Statistical Regression and Classification: From Linear Models to Machine Learning takes an innovative look at the traditional statistical regression course, presenting a contemporary treatment in line with today’s applications and users. It is intended for courses with students from statistics, computer science, engineering and economics. Here one takes a modern look at regression, in ways such as the following:
- The book supplements classical linear and generalized linear models with introductory material on machine learning methods.
- Recognizing that classification is the focus of many contemporary applications, the book covers this topic in detail, especially the multiclass case.
- In view of the voluminous nature of many modern datasets, there is a chapter on Big Data.
- There is much more hands-on involvement of computer usage.
Yet this book is indeed on regression methods, as opposed to one on statistical learning.
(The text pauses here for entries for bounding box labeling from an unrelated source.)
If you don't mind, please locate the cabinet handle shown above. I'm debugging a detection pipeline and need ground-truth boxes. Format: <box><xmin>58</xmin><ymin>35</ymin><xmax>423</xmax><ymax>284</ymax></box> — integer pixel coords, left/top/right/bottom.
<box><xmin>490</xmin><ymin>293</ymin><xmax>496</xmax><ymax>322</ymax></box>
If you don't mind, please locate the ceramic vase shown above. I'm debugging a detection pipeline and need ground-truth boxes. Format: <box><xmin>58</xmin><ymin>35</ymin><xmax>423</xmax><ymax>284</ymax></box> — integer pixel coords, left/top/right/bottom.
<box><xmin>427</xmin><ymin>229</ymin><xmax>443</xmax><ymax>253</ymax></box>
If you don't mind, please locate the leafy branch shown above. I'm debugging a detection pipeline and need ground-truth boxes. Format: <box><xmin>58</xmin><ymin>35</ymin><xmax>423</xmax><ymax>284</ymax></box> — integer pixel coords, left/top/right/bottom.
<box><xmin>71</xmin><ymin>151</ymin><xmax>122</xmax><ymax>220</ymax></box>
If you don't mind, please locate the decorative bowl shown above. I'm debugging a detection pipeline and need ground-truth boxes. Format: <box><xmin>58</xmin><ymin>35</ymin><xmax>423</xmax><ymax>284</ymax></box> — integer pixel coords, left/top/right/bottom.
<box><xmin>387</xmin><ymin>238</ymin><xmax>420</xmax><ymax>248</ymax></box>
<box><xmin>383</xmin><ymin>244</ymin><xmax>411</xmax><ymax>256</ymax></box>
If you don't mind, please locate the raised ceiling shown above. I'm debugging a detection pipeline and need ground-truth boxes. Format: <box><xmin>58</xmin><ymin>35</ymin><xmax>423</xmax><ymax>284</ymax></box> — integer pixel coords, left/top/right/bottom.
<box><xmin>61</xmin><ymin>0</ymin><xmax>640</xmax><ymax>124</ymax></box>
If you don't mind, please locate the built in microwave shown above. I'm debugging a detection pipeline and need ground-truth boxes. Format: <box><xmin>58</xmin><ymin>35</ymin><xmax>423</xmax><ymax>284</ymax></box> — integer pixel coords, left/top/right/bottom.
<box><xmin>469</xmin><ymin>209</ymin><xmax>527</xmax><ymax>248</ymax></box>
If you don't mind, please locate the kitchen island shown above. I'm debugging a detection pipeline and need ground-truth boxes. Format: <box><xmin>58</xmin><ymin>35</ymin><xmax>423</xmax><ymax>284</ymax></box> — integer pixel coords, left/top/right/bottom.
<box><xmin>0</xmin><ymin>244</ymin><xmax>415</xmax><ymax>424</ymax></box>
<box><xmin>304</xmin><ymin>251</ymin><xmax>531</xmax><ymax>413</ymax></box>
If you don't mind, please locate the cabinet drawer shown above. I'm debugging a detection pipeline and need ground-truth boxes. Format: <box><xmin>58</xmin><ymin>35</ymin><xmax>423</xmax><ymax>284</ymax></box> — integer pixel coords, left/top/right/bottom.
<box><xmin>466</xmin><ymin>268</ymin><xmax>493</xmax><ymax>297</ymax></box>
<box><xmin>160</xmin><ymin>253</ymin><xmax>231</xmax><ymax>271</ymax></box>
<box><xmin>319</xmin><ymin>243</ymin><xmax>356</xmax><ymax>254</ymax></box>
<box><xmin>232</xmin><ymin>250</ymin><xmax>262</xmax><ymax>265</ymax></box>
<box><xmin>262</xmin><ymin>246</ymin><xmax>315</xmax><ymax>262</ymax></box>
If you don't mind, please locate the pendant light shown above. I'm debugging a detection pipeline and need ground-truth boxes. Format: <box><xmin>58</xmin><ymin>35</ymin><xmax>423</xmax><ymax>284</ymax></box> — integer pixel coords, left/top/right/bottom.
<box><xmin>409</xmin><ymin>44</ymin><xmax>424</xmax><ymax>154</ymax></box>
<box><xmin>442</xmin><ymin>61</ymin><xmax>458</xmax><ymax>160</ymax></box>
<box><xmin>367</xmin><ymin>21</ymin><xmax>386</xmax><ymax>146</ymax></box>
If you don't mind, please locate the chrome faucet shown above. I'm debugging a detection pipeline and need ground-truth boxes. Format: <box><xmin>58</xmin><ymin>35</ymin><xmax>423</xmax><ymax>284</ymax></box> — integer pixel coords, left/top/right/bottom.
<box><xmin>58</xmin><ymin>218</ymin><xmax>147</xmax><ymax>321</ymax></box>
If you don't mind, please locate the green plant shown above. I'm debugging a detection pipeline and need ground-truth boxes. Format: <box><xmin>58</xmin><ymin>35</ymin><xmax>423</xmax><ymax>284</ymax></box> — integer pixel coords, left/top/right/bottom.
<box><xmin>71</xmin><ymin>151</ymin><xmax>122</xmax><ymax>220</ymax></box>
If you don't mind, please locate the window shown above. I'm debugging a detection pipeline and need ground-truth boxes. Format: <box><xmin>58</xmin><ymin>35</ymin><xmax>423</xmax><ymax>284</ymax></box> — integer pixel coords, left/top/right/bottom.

The primary methodology used is linear and generalized linear parametric models, covering both the Description and
Prediction goals of regression methods. The author is just as interested in Description applications of regression, such as measuring the gender wage gap in Silicon Valley, as in forecasting tomorrow’s demand for bike rentals. An entire chapter is devoted to measuring such effects, including discussion of Simpson’s Paradox, multiple inference, and causation issues. Similarly, there is an entire chapter of parametric model fit, making use of both residual analysis and assessment via nonparametric analysis.
Norman Matloff is a professor of computer science at the University of California, Davis, and was a founder of the Statistics Department at that institution. His current research focus is on recommender systems, and applications of regression methods to small area estimation and bias reduction in observational studies. He is on the editorial boards of the Journal of Statistical Computation and the R Journal. An award-winning teacher, he is the author of The Art of R Programming and Parallel Computation in Data Science: With Examples in R, C++ and CUDA.